From The TimesJanuary 19, 2008
BHP dampens hopes of an increase in its £70bn offer for rival Rio TintoDavid Robertson in Perth
BHP Billiton, the world’s largest miner, is unlikely to raise its £70 billion bid for Rio Tinto and may even walk away from the deal as stock markets and the global economy continue to sour.
Senior industry sources insist that BHP has no appetite to sweeten its three-for-one share offer for its rival and may choose to take a break of up to 12 months from a deal that would create the largest company listed in Britain.
Rumours circulated the Australian stock market yesterday suggesting that BHP would make an improved offer on Monday. There was talk that BHP would offer 3.58 shares, plus a 600p-a-share cash bonus, to Rio investors.
BHP’s share price rose rose 29p to £13.78 in London, where shares in Rio Tinto also increased, by 221p to £47.
However, Marius Kloppers, the BHP chief executive, is thought to be dampening expectation that he will offer more than the deal put to Rio in November. Industry insiders also revealed that there was almost no chance of an improved offer next week because the BHP board had not met to discuss the subject.
The Takeover Panel has given BHP until February 6 to make a formal bid or walk away from the deal for at least six months.

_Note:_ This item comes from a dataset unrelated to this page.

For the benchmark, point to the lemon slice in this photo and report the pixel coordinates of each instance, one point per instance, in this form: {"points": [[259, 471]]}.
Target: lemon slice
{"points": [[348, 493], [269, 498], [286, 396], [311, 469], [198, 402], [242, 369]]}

BHP is understood to be considering two strategies. The company could make a hostile bid by taking its formal offer at three-for-one directly to Rio shareholders.
The looming recession in the United States and Europe could harm mining companies, so Rio shareholders might find the BHP offer more tempting in a few months. A deal with BHP would give Rio’s shareholders a way to potentially limit their exposure to a recession by giving them a stake in a much larger company, with a projected market capitalisation of more than £150 billion.
Rio shareholders could also view BHP’s exposure to the oil industry as attractive at a time when oil prices remain high but metal prices may have peaked.
If BHP were to formalise the deal, it would be considered a hostile bid, which would complicate the process and remove some of the potential benefits.
The second strategy that BHP could employ is to walk away until later in the year. This would allow the company to retain cordial relations with its Anglo-Australian rival.
BHP declined to comment yesterday, while Tom Albanese, the chief executive of Rio, reiterated his belief that the three-for-one share offer undervalued his company.
Mr Albanese also presented a more bullish assessment of the mining sector’s prospects this year. He said that a recession in America would have a limited impact on China, which has driven demand for metals for the past five years.
He predicted that a 3 per cent drop in US GDP would knock less than 1 per cent off China’s continuing strong growth.
“Five years ago the Chinese economy was entirely dependent on the US economy but now it is nowhere near as reliant,” Mr Albanese said. “If there is a recession in the US it will not impact the Chinese economy as it would have in the past. That will continue to mean strong GDP growth in China and strong demand for metals.”